Escreveu o professor Pablo Ortellado: “A hiperbolização do discurso político tem levado a um ambiente de intolerância”, em que a falta de proporção desvaloriza a possibilidade de que se estabeleçam diálogos construtivos. Para ele, o debate público ficou moralizado, sem lugar para posturas moderadas e reflexivas.
Por isso tudo, não faz sentido o presidente Lula pedir que o Legislativo ou a Suprema Corte regulem as redes, “porque é preciso moralizar”. Para ele, “mentir sobre o governo” é uma questão moral. Não é bem assim, há política no meio. Interferir na opinião dos usuários das redes caminha junto com a censura. Quaquer “regulação” é desafiadora, mesmo que baseada no bom senso. .
O espírito público está rebaixado entre nós. O próprio sentido moral das coisas esfarelou, e os farelos chegaram às massas. As diferentes esferas de normas e valores foram capturadas pela “politização”, que cria uma ideia tribal de política assentada sobre relações amigo-inimigo. Instala-se assim uma “guerra”.
Por fim, a miséria do debate público associa-se à falta de organizações que ofereçam parâmetros de sentido para os cidadãos. Onde estão os partidos? Por que as batalhas identitárias consomem tanta energia, a ponto de dificultar a formação de consensos e distribuir vetos à direita e à esquerda?
Dias atrás, a psicanalista Maria Rita Kehl foi difamada por ter visto em alguns movimentos identitários uma deletéria “pulsão narcísica”, que os leva a rejeitar tudo aquilo que é dito e elaborado fora deles. Ela, conhecida intelectual democrática, foi atacada por ter um “passado genético” condenatório. E isso em nome de um pretenso “lugar de fala”!
A pretensão não atenua a inflexão autoritária. Distorce, cancela e vende gato por lebre, o progressismo identitário autoproclamado traduzindo-se de maneira reacionária.
Tudo mudaria se debatêssemos mais. Democraticamente, com reflexão e serenidade. Poderíamos varrer o lixo acumulado, forjar novas lideranças, corrigir o que há de excessos e carências. Com o tempo, teríamos um eixo para desenhar o País que queremos.
O problema são os requisitos. Precisaríamos compreender melhor o que é liberdade de expressão, pressionar os intelectuais para que saiam de seus casulos e ver os democratas (de centro, liberais, de esquerda) agirem na sociedade civil. Não é fácil, mas é o caminho.

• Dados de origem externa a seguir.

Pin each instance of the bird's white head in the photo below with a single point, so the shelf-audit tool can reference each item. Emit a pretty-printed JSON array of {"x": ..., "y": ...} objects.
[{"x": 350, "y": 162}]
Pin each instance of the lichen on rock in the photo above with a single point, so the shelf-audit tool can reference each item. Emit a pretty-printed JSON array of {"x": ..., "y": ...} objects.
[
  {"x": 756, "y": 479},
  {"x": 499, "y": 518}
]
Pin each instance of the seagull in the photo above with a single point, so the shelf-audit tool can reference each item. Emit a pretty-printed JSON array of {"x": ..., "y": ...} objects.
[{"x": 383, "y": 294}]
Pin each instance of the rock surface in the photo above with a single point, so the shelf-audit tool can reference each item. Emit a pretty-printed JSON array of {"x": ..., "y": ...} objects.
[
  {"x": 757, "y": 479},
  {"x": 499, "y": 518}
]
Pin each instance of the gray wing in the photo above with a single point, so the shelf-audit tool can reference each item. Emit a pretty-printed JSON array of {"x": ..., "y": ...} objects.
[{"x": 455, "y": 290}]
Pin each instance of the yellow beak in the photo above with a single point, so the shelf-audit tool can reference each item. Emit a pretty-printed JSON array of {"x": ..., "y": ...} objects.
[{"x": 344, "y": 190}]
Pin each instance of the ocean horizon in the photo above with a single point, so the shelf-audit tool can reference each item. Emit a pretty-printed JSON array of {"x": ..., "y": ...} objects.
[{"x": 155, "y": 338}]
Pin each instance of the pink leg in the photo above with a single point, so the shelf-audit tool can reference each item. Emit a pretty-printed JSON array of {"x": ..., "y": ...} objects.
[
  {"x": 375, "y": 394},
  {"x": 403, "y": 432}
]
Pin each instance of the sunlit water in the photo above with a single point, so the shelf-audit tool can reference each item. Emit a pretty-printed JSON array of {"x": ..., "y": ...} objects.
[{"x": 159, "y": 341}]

Publicado em O Estado de S. Paulo, 22/02/2025, p. A6.
Durante um ano e pouco participei de um grupo que fazia reuniões semanais online – além de manter um canal no Whatsapp pra troca de informações diárias. Era “época da covid” e achei que seria bom conversar. Só havia gente bacana, mas acabei saindo porque não senti “pertencimento” ou “territorialidade” ou “lugar de fala”. Quando foi noticiada a morte de Arnaldo Jabor, alguém no grupo declarou não se importar (no estilo “ele já vai tarde”) porque ele criticava o Lula e a esquerda em seus comentários no Jornal da Noite (rede Globo). Jabor seria, assim, um “direitista”. Quando tentei argumentar sobre a importância de seus filmes e que por sua obra é que deveria ser lembrado, outro participante deu-me um “passa-moleque” ensinando que a análise de filmes deveria “ser deixada para os críticos de cinema”.
Peço desculpas pelo tamanho da historinha, um episódio singular entre tantos exemplos de dificuldade em manter diálogos, aprofundar debates e o exercício de argumentação sendo substituído por agressividade.
Como não tenho medo de expor minhas limitações, pergunto: estamos nos enredando com um novo padrão de alienação? Um processo em que misturamos bom mocismo, boas intenções, pragmatismo ou moralismo de circunstância, seguindo cartilhas politicamente corretas que mudam suas páginas ao sabor do vento.
Boa questão, Sizenando. Nela, vc fornece uma ótima hipótese interpretativa: o processo complexo repleto de misturas tóxicas.